Re: SSL Decryption Certificate Self-Signed vs Public Trusted CA

BPry — Tue, 29 Aug 2023 13:43:48 GMT

@Shahlar,

Digicert isn't going to sell you a subordinate CA certificate that is actually trusted by the default root and intermediate certificates, if they did they'd quickly become an untrusted certificate authority like Symantec. They'd essentially be selling certificates with the ability to MITM every single major operating system and browser used by normal individuals.

I think you may have purchased a dedicated intermediate from Digicert, and in the process of using it for this massively violated ToS of the product. In the event that this was what you did, then the behavior is actually expected

behavior with how you would have been using the certificate.

I'd highly recommend getting an actual SubCA certificate generated if you have your own in-house PKI system so that your clients automatically trust the generated certificates. If you don't have your own PKI system, just generate a certificate on the firewall and feed it out to all connected clients. This can be done through GPO and most MDMs.

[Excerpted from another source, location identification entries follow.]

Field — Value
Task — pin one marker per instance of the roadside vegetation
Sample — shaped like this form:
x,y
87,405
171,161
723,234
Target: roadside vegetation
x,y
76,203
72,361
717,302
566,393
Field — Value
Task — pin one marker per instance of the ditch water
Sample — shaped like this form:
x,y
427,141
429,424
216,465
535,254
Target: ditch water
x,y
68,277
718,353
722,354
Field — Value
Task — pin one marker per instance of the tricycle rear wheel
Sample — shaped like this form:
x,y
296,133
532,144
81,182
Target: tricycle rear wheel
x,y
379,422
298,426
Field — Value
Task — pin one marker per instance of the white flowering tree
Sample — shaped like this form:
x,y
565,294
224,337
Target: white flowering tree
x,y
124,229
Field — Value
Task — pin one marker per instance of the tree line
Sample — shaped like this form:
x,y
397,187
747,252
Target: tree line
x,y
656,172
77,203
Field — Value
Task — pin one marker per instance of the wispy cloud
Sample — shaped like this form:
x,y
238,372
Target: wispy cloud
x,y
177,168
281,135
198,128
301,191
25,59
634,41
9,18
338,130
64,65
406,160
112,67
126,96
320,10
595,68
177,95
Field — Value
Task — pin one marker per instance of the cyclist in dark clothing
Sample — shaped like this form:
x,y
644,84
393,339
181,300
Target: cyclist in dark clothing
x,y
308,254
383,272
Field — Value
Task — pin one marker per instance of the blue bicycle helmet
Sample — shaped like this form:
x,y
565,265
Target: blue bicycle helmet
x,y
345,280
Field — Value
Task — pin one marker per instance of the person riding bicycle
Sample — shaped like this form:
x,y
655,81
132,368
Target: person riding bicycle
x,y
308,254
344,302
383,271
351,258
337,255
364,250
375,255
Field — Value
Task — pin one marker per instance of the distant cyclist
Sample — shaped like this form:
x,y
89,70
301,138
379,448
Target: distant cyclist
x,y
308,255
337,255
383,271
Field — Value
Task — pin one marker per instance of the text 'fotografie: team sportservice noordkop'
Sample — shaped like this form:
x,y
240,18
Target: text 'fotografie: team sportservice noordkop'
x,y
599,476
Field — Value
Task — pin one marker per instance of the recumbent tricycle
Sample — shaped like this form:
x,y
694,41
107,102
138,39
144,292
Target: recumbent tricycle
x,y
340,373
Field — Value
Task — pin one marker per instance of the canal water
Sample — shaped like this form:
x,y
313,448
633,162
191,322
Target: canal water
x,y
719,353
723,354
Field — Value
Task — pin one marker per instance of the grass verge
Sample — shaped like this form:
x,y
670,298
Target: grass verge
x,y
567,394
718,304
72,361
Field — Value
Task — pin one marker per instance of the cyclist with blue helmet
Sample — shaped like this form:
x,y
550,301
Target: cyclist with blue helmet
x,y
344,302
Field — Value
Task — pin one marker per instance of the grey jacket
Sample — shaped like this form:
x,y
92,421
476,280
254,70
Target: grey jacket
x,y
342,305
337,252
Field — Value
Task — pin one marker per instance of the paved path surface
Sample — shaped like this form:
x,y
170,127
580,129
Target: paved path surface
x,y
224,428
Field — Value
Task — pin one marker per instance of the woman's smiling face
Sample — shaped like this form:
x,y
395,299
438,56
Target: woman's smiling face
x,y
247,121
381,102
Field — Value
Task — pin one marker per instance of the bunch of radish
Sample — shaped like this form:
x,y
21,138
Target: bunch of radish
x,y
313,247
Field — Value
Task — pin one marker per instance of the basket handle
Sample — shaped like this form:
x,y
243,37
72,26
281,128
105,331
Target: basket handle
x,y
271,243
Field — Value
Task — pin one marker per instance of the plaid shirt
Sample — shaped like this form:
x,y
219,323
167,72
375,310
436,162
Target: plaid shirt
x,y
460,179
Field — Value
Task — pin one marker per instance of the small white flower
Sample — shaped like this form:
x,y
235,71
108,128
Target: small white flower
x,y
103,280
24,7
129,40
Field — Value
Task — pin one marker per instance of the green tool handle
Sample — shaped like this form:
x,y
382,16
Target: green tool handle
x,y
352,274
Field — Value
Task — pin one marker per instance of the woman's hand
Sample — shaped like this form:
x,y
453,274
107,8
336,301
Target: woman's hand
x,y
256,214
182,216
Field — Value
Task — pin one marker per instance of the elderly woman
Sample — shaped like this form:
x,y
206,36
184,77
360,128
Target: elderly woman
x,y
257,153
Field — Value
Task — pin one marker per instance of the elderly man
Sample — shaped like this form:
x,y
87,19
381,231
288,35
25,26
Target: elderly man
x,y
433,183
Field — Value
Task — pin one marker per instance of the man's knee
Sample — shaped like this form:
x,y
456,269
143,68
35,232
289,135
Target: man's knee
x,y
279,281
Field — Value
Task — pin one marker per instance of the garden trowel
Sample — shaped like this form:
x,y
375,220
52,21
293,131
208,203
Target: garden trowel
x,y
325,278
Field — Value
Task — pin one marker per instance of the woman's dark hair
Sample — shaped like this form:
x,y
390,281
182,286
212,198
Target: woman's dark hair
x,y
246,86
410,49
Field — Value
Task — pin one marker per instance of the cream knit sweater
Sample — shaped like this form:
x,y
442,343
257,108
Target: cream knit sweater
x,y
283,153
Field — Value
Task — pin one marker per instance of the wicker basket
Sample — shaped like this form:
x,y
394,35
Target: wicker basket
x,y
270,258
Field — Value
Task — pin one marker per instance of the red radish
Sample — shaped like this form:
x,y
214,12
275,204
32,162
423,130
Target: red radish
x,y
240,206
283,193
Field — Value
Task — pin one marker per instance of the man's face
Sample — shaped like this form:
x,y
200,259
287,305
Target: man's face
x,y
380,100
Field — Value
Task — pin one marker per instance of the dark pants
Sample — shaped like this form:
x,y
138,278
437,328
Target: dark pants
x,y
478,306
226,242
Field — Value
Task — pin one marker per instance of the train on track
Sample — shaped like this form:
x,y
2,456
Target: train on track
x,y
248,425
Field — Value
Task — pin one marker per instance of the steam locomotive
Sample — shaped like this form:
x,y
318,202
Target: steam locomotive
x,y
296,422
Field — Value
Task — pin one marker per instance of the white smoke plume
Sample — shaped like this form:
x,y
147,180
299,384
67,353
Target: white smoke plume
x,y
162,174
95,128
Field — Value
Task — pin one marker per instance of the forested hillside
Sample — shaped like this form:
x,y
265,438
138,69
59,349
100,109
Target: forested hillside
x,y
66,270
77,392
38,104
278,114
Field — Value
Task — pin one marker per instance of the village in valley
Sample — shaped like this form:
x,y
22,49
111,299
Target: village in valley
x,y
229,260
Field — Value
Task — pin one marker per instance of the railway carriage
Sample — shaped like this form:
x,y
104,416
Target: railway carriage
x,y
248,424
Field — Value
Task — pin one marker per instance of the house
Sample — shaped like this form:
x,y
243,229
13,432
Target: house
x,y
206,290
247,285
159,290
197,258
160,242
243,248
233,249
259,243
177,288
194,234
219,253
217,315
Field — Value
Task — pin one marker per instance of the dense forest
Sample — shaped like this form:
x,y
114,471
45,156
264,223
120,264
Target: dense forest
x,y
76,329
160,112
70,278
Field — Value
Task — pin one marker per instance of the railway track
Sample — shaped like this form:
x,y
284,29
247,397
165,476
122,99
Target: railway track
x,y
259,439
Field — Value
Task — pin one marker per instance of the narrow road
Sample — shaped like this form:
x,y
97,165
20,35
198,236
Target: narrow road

In the event that you don't have Group Policy to fall back on and you don't have an MDM, you can actually get the certificate deployed through GlobalProtect upon connection easily. Under your Portal Agent configurations add the certificate as a 'Trusted Root CA' and ensure that you have the box checked for 'INSTALL IN LOCAL ROOT CERTIFICATE STORE'. Anyone connecting to GlobalProtect will now have those certificates installed automatically the next time they connect.

Re: SSL Decryption Certificate Self-Signed vs Public Trusted CA

Shahlar — Tue, 29 Aug 2023 14:00:10 GMT

Hi @BPry

Thank you for the detailed answer. What do you mean by violating ToS? How having third party SSL Decryption certificate violates the ToS?

I see, so in general there is no point to use third party certificate for SSL Decryption, unless it's from you own PKI (which may be on outsource)

Re: SSL Decryption Certificate Self-Signed vs Public Trusted CA

TomYoung — Tue, 29 Aug 2023 16:11:40 GMT

Hi @Shahlar ,

You said, "we just obtained CA certificate for SSL decryption for testing purposes". Was this a public certificate and did you also get the private key? I have never heard of a public certificate authority issuing a CA certificate to a user. Then the user could issue certificates on their behalf, defeating the whole purpose of a trusted CA.

The issue is not that there is no point to using public CAs for SSL Forward Proxy. You can't get a public CA certificate and private key. If you have one, I am very curious how you got it. Maybe I am missing something.

Thanks,

Tom

Re: SSL Decryption Certificate Self-Signed vs Public Trusted CA

Shahlar — Wed, 30 Aug 2023 08:19:27 GMT

Hi @TomYoung

I cleared that out already for myself. So it's not public trusted CA, its CA from public trusted authority. But CA itself is private and acts the same way as self-signed(import root CA into endpoint, so they wlll trust your private CA on Palo Alto). Which confuses me, then why should I use that private certificate and if there any benefits.